Revisi Undang-Undang, DPR Belum Bulat Sikapi Status SKK Migas
Komisi Energi Dewan Perwakilan Rakyat masih bergulat merampungkan revisi Undang-Undang Minyak dan Gas Bumi. Pembahasan aturan tersebut sudah masuk dalam program legislasi nasional (Prolegnas) tahun ini.
Salah satu fokus perdebatan dalam perubahan Undang-Undang Nomor 22 Tahun 2001 itu menyangkut status Satuan Kerja Khusus Pelaksana Kegiatan Usaha Hulu Migas (SKK Migas). Sejumlah opsi masih berkembang atas kedudukan lembaga tersebut. (Baca: Serikat Pekerja Tolak SKK Migas di Bawah Menteri dan Pertamina).
Misalnya, beberapa anggota Dewan sempat mengusulkan agar SKK Migas menjadi badan otoritas, seperti Otoritas Jasa Keuangan. Namun anggota Komisi Energi dari Fraksi Hanura Inas Nasrullah Zubir mengatakan opsi tersebut rawan terpenuhi, sebab berpotensi ditolak Mahkamah Konstitusi. “Karena berbeda (fungsi) dengan otoritas keuangan,” kata Inas kepada Katadata, Senin, 10 Oktober 2016.
Menurut Inas, pembentukan Otoritas Jasa Keuangan disetujui Mahkamah Konstitusi dan bersifat independen. Di sisi lain, ruang lingkup SKK Migas tak sama dengan lembaga tersebut.

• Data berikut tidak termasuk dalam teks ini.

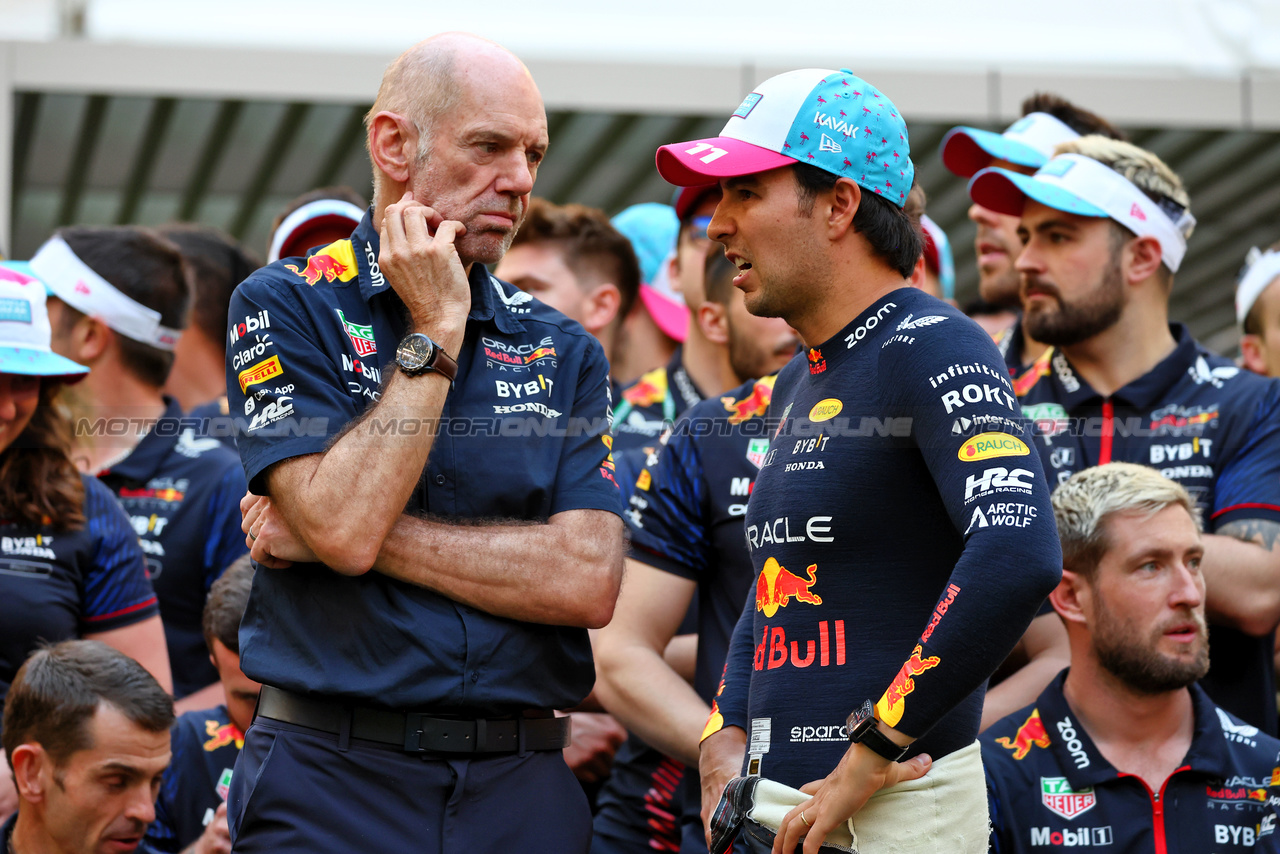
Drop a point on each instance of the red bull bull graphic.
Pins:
(773, 651)
(222, 734)
(753, 405)
(892, 704)
(1029, 735)
(336, 261)
(648, 391)
(776, 587)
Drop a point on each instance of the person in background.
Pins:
(120, 296)
(576, 261)
(315, 218)
(1024, 146)
(191, 811)
(86, 736)
(658, 320)
(71, 565)
(1082, 766)
(1105, 228)
(1257, 310)
(688, 544)
(218, 264)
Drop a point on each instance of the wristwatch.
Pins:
(863, 730)
(419, 354)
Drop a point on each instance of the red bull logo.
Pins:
(222, 734)
(333, 263)
(778, 587)
(648, 391)
(753, 405)
(1029, 735)
(817, 364)
(773, 651)
(892, 704)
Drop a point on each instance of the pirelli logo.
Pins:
(259, 373)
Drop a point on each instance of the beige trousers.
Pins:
(944, 811)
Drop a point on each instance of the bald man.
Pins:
(433, 498)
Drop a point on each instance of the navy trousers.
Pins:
(295, 790)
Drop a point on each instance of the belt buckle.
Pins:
(414, 730)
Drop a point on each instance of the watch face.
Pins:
(415, 351)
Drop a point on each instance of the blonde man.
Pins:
(1105, 225)
(1079, 767)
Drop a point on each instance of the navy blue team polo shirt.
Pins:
(524, 435)
(182, 494)
(63, 584)
(205, 745)
(901, 535)
(1200, 420)
(1051, 790)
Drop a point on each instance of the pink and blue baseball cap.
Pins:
(828, 118)
(1086, 187)
(1027, 142)
(24, 330)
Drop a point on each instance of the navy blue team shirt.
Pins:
(63, 584)
(205, 745)
(522, 435)
(1051, 790)
(903, 538)
(1198, 420)
(182, 493)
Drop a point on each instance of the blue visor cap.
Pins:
(1006, 192)
(968, 150)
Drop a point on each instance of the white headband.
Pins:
(1264, 269)
(1120, 199)
(311, 210)
(78, 286)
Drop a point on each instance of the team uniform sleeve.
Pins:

Dengan demikian, menurut Inas, saat ini DPR hanya mengantongi satu opsi perubahan kelembagaan SKK Migas, yakni menjadi Badan Usaha Milik Negara Khusus.
Sementara itu, anggota Komisi Energi dari Partai Golkar Satya Widya Yudha mengatakan kemungkinan SKK Migas menjadi BUMN Khusus masih dalam pembahasan fraksi-fraksi . “Biar internal kami selesaikan, baru nanti kalau sudah diketok di Badan Legislasi (Baleg) dan paripurna menjadi resmi sikap DPR,” kata Satya kepada Katadata, Senin, 10 Oktober 2016.
Saat ini, DPR juga sedang menggodok bab mengenai industri hilir minyak dan gas dalam RUU Migas. Misalnya, merumuskan cadangan minyak strategis atau Strategic Petroleum Reserve (SPR). Dalam Undang-Undang Migas yang lama, pokok-pokok soal hilir memang masih minim. (Baca: Fungsi SKK Migas Berpeluang Kembali ke Pertamina).
Seperti diketahui, SKK Migas awalnya bernama Badan Pengelola Kegiatan Usaha Hulu Minyak dan Gas (BP Migas). Mahkamah Konstitusi membubarkan BP Migas melalui amar putusan Nomor 36/PUU-X/2012 dan menitipkan pengelolan kegiatan usaha hulu migas kepada menteri. Melalui Peraturan Presiden Nomor 9 Tahun 2013, pemerintah membentuk lembaga sementara bernama SKK Migas.
Revisi UU Migas masuk dalam Program Legislasi Nasional 2016. Sejak BP Migas dibubarkan pada 2012 dan dibentuk SKK Migas, belum terlihat titik terang upaya pemerintah dan DPR dalam menyelesaikan revisi aturan tersebut untuk membentuk lembaga pengelola energi yang permanen.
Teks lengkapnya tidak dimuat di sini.